There is a Threshold for Decision's Confidence in Hierarchical Perceptual Decision-Making
Decision-making is one of the high orders of the brain’s cognitive functions. Most real-world decisions must be made in the face of uncertainty, and human’s process received information from the environment hierarchically. However, in the presence of hierarchy, the sources of the received negative feedback are ambiguous. Therefore, understanding how people reason with incomplete and ambiguous information is one of the main problems of cognitive psychology. People resolve this ambiguity after one or more attempts by evaluating the number of negative feedbacks, the choice confidence, and the expected accuracy of their choice. However, it is not well understood how confidence in lower-level decisions affects higher-level decisions.
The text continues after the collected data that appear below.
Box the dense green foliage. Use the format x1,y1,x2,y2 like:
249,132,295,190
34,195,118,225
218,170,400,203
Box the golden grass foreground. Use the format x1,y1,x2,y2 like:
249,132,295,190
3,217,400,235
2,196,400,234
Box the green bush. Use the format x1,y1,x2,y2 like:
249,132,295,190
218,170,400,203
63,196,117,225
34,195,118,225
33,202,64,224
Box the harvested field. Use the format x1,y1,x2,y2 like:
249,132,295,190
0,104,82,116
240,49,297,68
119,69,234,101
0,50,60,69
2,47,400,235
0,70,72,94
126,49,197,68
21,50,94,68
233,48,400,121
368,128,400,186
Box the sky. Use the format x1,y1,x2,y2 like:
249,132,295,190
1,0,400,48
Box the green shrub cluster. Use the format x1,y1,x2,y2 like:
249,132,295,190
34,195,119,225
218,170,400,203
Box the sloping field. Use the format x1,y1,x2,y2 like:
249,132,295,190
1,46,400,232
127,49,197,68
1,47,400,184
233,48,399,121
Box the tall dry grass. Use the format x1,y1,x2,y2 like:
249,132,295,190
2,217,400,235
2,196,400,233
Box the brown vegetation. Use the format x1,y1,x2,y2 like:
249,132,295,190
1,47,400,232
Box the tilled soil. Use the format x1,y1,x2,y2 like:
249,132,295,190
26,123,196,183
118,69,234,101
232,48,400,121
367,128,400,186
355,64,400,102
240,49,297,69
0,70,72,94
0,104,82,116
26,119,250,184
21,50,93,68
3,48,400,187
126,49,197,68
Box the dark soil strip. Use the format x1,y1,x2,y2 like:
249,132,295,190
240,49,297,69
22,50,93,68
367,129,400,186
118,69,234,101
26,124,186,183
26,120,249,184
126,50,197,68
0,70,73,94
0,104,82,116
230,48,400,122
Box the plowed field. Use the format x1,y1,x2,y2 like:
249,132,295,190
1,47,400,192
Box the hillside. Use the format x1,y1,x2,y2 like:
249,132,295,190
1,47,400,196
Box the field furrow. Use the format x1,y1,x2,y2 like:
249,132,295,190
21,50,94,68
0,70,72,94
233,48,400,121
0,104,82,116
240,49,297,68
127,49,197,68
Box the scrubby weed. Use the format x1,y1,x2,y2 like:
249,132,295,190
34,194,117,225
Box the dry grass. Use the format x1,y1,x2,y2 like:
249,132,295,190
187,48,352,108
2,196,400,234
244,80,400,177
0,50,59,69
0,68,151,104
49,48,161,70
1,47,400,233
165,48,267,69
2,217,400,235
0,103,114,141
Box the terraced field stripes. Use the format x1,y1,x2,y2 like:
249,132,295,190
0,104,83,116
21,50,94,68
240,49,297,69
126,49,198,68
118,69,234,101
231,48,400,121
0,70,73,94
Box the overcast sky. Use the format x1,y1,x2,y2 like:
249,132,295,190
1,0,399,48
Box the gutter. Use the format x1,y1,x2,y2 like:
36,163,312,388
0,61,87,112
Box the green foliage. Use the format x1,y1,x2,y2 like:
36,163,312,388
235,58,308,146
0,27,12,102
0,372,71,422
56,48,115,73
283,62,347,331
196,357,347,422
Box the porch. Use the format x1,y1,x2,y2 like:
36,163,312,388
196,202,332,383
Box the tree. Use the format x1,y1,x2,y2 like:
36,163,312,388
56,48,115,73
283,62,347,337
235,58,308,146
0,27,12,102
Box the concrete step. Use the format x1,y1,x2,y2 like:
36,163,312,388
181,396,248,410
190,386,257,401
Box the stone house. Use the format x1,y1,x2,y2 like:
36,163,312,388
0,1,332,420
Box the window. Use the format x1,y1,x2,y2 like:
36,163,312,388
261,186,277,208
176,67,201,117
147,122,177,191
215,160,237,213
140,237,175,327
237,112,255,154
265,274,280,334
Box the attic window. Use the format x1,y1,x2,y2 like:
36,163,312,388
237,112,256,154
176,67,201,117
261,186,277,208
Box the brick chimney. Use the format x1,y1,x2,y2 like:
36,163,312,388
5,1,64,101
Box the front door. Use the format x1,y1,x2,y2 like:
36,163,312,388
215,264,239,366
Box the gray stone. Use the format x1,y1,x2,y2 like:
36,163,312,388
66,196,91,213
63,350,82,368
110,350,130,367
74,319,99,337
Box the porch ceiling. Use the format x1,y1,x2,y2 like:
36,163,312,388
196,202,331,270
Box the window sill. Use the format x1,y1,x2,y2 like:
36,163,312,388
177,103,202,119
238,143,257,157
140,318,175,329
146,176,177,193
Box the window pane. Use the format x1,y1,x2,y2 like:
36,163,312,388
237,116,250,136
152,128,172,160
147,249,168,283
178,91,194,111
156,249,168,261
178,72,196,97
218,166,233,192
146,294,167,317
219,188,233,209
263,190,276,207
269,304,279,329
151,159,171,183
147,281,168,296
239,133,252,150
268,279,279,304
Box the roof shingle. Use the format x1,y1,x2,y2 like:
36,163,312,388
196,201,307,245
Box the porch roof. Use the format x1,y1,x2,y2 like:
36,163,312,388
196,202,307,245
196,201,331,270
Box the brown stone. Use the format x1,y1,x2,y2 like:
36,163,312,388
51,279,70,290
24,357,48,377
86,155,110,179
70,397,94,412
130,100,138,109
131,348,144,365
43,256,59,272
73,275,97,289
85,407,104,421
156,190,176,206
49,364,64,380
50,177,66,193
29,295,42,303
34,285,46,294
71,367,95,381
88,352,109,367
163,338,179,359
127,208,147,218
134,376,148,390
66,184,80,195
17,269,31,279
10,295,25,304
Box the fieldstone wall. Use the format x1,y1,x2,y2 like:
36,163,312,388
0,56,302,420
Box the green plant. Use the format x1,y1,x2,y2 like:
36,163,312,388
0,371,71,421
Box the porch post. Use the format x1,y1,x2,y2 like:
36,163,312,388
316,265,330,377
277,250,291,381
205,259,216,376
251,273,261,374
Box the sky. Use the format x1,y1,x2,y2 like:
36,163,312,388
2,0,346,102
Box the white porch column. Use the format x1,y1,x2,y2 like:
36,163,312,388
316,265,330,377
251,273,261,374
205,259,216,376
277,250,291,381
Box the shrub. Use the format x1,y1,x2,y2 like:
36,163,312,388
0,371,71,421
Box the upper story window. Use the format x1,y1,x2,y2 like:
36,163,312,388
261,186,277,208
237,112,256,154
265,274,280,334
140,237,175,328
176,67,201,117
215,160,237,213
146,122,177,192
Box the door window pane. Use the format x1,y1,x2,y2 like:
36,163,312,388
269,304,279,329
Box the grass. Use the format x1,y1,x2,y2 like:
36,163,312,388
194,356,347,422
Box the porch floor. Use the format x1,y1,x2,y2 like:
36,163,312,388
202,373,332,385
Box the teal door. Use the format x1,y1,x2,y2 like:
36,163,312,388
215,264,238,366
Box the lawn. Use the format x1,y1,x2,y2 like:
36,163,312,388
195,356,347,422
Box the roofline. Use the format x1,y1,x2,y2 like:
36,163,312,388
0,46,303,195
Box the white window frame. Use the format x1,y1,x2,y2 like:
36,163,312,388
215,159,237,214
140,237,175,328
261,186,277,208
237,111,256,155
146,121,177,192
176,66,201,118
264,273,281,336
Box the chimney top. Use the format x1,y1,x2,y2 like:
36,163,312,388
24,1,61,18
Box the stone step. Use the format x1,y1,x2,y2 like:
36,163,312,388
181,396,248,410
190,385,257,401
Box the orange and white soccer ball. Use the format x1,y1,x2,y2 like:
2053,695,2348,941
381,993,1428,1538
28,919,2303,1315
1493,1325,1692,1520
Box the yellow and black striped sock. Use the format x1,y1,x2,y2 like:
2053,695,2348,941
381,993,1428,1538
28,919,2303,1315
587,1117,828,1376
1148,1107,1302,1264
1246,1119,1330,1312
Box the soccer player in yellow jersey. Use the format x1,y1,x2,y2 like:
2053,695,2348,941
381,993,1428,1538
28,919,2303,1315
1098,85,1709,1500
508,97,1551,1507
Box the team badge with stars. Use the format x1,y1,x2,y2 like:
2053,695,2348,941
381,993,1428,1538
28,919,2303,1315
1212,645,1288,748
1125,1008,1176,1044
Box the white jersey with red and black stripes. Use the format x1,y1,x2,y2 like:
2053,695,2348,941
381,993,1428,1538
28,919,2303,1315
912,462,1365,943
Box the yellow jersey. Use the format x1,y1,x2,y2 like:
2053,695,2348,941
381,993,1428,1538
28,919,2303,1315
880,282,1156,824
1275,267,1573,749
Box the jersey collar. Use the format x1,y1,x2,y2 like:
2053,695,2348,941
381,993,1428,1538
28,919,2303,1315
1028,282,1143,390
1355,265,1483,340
We tested this hypothesis with a hierarchical decision-making task in which the subjects participated in a psychophysical experiment to determine the direction of random points and report their confidence about the decision. They were also instructed to make a high-level decision called "environment". From the collected behavioral data, the effects of each factor in hierarchical decisions were statistically isolated and studied by a logistic regression model.
We observed that the average confidence of individuals in the face of consecutive negative feedback has an increasing trend as they approach the switch trial. In the switch trial, it reaches its highest value, which is also higher than the overall average of confidence.
The present study indicates that decision confidence–In the consecutive errors- modulate the switch profile and encodes the probability of switches. These results highlight the critical rule of confidence in hierarchical decision-making and point out that it has a threshold for high-level decision.